Gluckauf (Good Luck) is an International 30 square metre class sloop designed by Rasmussen and built by Abeking and Rasmussen in 1929. This type of yacht is known as a ‘Skerry Cruiser’ which is a mistranslation of the Swedish word Skargardskryssare which means a boat that is fast tacking in the skerry (archipelago).
The square metre rule was adopted in 1908 and only fixed the sail area allowing the hull to be totally free for the designer to produce the fastest hull for a given power (sail area). During the early 1920’s, the hulls became excessively long and narrow (one of these yachts was 44’-0” LOA x 5’-9” beam) and the rule was changed in 1925 to place some restrictions on principal dimensions and displacement. As a second rule” boat, Gluckauf is one of the smallest built at 38’-0” LOA x 6’-5” beam and hence by 30 square metre standards is not extreme - even so she has earned the nickname ‘The Flying Toothpick’ in local regattas!
If it had not been for Uffa Fox, we may never have seen these wonderful yachts in the UK as the IYRU rule boats such as the 6 and 8 metres were already well established by the early to mid 1930’s. Uffa, with his love for light displacement easily driven hull forms was typically outspoken in his admiration for the ‘skerry cruiser’ classes. (He was once heard to say ‘Weight is only of use to the designers and builders of steamrollers’!)

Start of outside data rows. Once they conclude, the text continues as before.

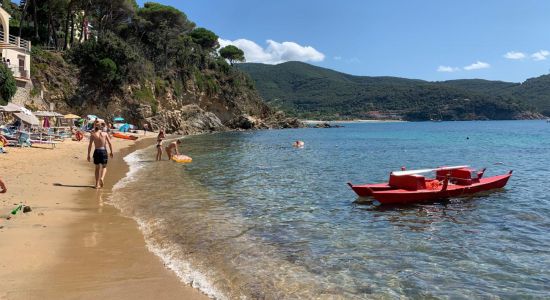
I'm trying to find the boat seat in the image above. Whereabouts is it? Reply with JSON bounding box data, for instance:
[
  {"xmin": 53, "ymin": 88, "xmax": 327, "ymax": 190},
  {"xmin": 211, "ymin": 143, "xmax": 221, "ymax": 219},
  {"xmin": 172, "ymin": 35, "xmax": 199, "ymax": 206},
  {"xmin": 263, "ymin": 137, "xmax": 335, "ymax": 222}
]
[{"xmin": 388, "ymin": 174, "xmax": 426, "ymax": 191}]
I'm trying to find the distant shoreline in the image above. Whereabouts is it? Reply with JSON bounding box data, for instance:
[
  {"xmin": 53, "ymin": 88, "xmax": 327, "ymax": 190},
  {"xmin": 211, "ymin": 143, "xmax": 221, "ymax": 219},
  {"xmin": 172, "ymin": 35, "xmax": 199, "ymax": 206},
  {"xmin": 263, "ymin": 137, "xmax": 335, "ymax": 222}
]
[{"xmin": 300, "ymin": 120, "xmax": 407, "ymax": 124}]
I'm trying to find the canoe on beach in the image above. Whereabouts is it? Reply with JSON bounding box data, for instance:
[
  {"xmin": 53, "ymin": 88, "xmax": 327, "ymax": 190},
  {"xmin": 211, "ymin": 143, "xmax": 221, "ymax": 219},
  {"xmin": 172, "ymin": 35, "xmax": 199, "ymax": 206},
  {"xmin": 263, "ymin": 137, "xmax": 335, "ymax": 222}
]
[
  {"xmin": 172, "ymin": 155, "xmax": 193, "ymax": 164},
  {"xmin": 348, "ymin": 166, "xmax": 512, "ymax": 204},
  {"xmin": 113, "ymin": 132, "xmax": 138, "ymax": 141}
]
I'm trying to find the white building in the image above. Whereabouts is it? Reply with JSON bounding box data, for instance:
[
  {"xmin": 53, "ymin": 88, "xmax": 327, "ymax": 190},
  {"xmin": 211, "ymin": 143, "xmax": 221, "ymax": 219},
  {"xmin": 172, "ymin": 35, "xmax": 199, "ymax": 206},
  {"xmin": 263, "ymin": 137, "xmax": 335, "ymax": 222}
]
[{"xmin": 0, "ymin": 7, "xmax": 31, "ymax": 87}]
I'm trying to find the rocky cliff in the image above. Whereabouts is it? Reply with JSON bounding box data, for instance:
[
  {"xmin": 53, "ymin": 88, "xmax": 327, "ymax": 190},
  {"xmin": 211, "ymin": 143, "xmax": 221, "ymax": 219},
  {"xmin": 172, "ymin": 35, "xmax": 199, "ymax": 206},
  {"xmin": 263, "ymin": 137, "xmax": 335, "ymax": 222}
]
[{"xmin": 27, "ymin": 49, "xmax": 302, "ymax": 134}]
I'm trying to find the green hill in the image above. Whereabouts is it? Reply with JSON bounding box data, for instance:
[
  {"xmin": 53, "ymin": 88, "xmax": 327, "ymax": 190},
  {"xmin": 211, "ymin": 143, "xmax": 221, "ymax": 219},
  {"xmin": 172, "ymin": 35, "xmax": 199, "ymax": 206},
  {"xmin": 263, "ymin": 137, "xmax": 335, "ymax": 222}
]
[{"xmin": 238, "ymin": 62, "xmax": 550, "ymax": 120}]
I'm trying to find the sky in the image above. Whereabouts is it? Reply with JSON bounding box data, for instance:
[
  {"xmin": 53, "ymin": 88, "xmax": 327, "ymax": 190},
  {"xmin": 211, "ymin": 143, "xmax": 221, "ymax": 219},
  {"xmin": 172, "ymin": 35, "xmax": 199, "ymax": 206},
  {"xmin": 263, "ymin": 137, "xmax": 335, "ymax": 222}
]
[{"xmin": 138, "ymin": 0, "xmax": 550, "ymax": 82}]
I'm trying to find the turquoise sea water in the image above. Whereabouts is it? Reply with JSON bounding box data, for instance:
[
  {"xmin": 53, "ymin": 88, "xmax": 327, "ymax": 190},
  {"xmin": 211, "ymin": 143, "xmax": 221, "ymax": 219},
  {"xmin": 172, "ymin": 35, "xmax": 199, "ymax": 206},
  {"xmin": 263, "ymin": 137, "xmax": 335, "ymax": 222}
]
[{"xmin": 112, "ymin": 121, "xmax": 550, "ymax": 299}]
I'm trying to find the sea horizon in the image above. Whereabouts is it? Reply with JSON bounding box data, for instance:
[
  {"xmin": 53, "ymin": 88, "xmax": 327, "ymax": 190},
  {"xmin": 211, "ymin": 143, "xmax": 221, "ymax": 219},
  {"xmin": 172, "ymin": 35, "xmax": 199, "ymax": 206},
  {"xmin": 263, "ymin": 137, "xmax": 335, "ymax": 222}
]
[{"xmin": 111, "ymin": 121, "xmax": 549, "ymax": 299}]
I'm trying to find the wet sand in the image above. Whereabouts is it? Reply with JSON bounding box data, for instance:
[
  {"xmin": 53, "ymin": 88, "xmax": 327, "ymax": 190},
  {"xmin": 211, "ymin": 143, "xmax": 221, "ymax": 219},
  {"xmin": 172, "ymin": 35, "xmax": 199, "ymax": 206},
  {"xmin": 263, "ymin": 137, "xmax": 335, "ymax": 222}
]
[{"xmin": 0, "ymin": 135, "xmax": 207, "ymax": 299}]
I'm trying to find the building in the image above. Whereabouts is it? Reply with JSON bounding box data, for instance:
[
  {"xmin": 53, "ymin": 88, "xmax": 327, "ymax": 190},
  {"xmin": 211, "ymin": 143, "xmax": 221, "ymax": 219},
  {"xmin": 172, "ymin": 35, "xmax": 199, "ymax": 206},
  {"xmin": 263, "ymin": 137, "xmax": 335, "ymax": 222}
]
[{"xmin": 0, "ymin": 7, "xmax": 31, "ymax": 87}]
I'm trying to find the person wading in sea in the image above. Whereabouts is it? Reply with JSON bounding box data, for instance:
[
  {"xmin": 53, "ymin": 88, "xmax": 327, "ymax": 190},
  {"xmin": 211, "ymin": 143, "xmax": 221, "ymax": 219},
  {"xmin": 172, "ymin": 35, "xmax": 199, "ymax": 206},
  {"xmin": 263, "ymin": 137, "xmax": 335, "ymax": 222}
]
[
  {"xmin": 88, "ymin": 126, "xmax": 113, "ymax": 189},
  {"xmin": 157, "ymin": 128, "xmax": 166, "ymax": 161},
  {"xmin": 165, "ymin": 140, "xmax": 181, "ymax": 160}
]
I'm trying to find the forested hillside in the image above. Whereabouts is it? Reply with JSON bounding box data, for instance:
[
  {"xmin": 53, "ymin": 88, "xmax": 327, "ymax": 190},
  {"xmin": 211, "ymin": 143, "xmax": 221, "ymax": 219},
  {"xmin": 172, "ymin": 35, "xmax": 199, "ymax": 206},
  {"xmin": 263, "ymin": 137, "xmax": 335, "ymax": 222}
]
[
  {"xmin": 239, "ymin": 62, "xmax": 550, "ymax": 120},
  {"xmin": 3, "ymin": 0, "xmax": 297, "ymax": 132}
]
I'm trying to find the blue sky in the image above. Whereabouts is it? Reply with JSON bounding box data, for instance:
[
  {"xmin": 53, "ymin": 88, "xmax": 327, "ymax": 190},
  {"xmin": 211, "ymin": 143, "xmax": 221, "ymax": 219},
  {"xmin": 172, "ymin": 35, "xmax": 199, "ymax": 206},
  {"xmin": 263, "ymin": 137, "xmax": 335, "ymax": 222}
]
[{"xmin": 138, "ymin": 0, "xmax": 550, "ymax": 82}]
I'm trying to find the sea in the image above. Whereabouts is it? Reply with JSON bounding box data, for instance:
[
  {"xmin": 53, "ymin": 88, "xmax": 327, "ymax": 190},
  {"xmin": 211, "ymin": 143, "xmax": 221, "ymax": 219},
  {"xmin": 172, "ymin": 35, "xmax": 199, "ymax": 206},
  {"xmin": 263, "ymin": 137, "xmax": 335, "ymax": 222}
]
[{"xmin": 110, "ymin": 121, "xmax": 550, "ymax": 299}]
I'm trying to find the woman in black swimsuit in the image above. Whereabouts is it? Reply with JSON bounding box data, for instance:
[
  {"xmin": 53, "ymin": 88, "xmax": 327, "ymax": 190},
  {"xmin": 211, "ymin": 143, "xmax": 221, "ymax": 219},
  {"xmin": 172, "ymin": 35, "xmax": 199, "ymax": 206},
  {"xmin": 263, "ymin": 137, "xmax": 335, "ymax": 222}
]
[{"xmin": 157, "ymin": 128, "xmax": 166, "ymax": 161}]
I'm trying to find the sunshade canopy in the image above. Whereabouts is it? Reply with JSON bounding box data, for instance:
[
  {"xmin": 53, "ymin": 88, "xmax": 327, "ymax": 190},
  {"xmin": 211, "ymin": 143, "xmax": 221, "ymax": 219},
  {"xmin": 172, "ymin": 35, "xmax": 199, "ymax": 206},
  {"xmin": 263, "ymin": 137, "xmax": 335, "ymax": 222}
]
[
  {"xmin": 13, "ymin": 107, "xmax": 40, "ymax": 125},
  {"xmin": 34, "ymin": 111, "xmax": 63, "ymax": 118},
  {"xmin": 63, "ymin": 114, "xmax": 80, "ymax": 119},
  {"xmin": 0, "ymin": 103, "xmax": 21, "ymax": 113}
]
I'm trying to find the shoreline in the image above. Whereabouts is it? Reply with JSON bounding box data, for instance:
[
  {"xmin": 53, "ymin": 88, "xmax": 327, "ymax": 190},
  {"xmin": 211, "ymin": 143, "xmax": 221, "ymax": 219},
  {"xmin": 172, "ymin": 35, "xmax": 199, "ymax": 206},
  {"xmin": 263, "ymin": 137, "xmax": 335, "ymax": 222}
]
[
  {"xmin": 300, "ymin": 120, "xmax": 407, "ymax": 124},
  {"xmin": 0, "ymin": 135, "xmax": 208, "ymax": 299}
]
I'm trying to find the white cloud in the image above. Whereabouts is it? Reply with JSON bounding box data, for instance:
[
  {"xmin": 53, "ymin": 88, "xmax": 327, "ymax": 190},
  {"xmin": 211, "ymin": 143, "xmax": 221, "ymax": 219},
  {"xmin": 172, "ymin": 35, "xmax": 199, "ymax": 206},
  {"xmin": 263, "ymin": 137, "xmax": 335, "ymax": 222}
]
[
  {"xmin": 437, "ymin": 66, "xmax": 460, "ymax": 73},
  {"xmin": 531, "ymin": 50, "xmax": 550, "ymax": 61},
  {"xmin": 504, "ymin": 51, "xmax": 527, "ymax": 60},
  {"xmin": 219, "ymin": 39, "xmax": 325, "ymax": 64},
  {"xmin": 464, "ymin": 60, "xmax": 491, "ymax": 71}
]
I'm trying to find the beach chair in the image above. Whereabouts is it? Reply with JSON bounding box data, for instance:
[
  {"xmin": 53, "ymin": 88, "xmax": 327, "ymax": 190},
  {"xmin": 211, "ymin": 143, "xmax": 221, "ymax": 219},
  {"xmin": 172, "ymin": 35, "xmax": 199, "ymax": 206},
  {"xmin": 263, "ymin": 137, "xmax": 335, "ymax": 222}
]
[{"xmin": 17, "ymin": 131, "xmax": 32, "ymax": 148}]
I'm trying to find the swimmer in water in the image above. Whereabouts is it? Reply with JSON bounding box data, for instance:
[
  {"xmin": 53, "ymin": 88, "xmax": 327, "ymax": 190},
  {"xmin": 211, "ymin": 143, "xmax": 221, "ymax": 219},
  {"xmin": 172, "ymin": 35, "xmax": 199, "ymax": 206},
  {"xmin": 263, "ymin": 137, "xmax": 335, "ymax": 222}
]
[
  {"xmin": 165, "ymin": 140, "xmax": 181, "ymax": 160},
  {"xmin": 292, "ymin": 141, "xmax": 305, "ymax": 148}
]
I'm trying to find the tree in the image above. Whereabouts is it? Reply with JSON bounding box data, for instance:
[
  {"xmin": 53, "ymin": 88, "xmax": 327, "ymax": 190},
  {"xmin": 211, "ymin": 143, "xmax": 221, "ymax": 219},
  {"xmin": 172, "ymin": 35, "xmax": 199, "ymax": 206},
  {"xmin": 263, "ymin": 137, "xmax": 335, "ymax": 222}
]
[
  {"xmin": 220, "ymin": 45, "xmax": 245, "ymax": 65},
  {"xmin": 0, "ymin": 64, "xmax": 17, "ymax": 105},
  {"xmin": 189, "ymin": 27, "xmax": 220, "ymax": 50},
  {"xmin": 138, "ymin": 2, "xmax": 195, "ymax": 69}
]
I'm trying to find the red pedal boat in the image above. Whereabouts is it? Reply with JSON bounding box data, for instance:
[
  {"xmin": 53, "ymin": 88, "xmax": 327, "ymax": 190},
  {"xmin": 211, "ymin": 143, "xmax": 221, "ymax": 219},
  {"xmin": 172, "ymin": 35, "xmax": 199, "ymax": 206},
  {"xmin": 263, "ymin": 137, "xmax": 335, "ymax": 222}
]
[{"xmin": 348, "ymin": 166, "xmax": 512, "ymax": 204}]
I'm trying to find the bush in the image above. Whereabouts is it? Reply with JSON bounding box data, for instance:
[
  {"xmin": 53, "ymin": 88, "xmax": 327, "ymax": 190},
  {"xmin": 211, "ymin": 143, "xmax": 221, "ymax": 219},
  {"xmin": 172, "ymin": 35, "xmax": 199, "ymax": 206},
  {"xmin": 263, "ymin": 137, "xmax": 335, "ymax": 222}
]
[
  {"xmin": 0, "ymin": 64, "xmax": 17, "ymax": 105},
  {"xmin": 68, "ymin": 33, "xmax": 151, "ymax": 87},
  {"xmin": 98, "ymin": 58, "xmax": 118, "ymax": 82}
]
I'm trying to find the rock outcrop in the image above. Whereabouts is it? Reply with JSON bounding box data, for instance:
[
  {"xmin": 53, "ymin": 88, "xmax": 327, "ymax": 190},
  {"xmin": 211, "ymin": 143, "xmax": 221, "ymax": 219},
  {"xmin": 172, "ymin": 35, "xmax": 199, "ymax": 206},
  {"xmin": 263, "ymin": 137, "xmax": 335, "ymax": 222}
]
[
  {"xmin": 33, "ymin": 52, "xmax": 303, "ymax": 135},
  {"xmin": 148, "ymin": 104, "xmax": 228, "ymax": 135}
]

In his second book published in 1935 Uffa lamented the fact that no 30-squares were to be found in British waters despite them being ‘exactly what is wanted for the rough waters generally found around the British coast.’ He made a very interesting but perhaps somewhat biased comparison between a typical 30’s and a typical 6 metre. Uffa observed that building costs would therefore be two-thirds of that of a 6-metre and running costs about one half. This, together with the advantages of having a cabin and still ‘being faster vessels than the 6- metres’ made Uffa remark that ‘the 30’s are a far finer instrument with which a yachtsman can show and express his sailing ability than the long-keeled 6-metres.’ He went on to analyse a number of race results over a series of 60 races held in Scandinavia and Germany to illustrate his point.
The 1938 season saw no less that eighteen 30-square metres registered to the newly formed British 30-Square Metre Association, with fleets developing on the Clyde and in the Solent. Of these, ‘Sea Swallow’ and ‘Sunmaid’ were designed and built by Uffa, and ‘Fara’ designed and built by Arthur Milne at the Bute Slip and Dock yard on the Clyde. Other boats were imported - ‘Teal’ and ‘Austral’ being of Nilsson design, ‘Avocet’, ‘Cin-que’ and ‘Hexan’ of Reimers design and ‘Tre-Sang’ a Becker design. They all behaved differently – the Reimers boats being good all rounders, and ‘Tre-Sang’ being the heavy weather boat.
The great post war surprise, was the success of ‘Tre-Sang’ in the 1946 Royal Ocean Racing Club small class division. ‘Tre-Sang’ was skippered by the charismatic Lieut. Col. ‘Blondie’ Hasler DSO, OBE, RM. What completely confounded the critics was that ‘Tre-Sang’, ‘one of those toothpick boats with their long low hulls and tiny rags of sails’ won all her races in hard weather and was able to keep on sailing when her larger rivals had to heave-to and in some cases abandon the races finding the weather too much for them. Between November 1945 and August 1946 ‘Tre-Sang’,(K-314) sailed over 2,600 miles of open ocean winning three of the six RORC races she entered. In doing so she won the Class III Championship and the Ortec Cup.
The “30’s” are still a flourishing class with new boats very occasionally being built in Scandinavia and in Bodenzee (Lake Constance). Two Knud Reimers designs of the 1940’s are produced in GRP, and for the well-heeled lovers of true beauty, several cold moulded hulls have been built over the past two decades.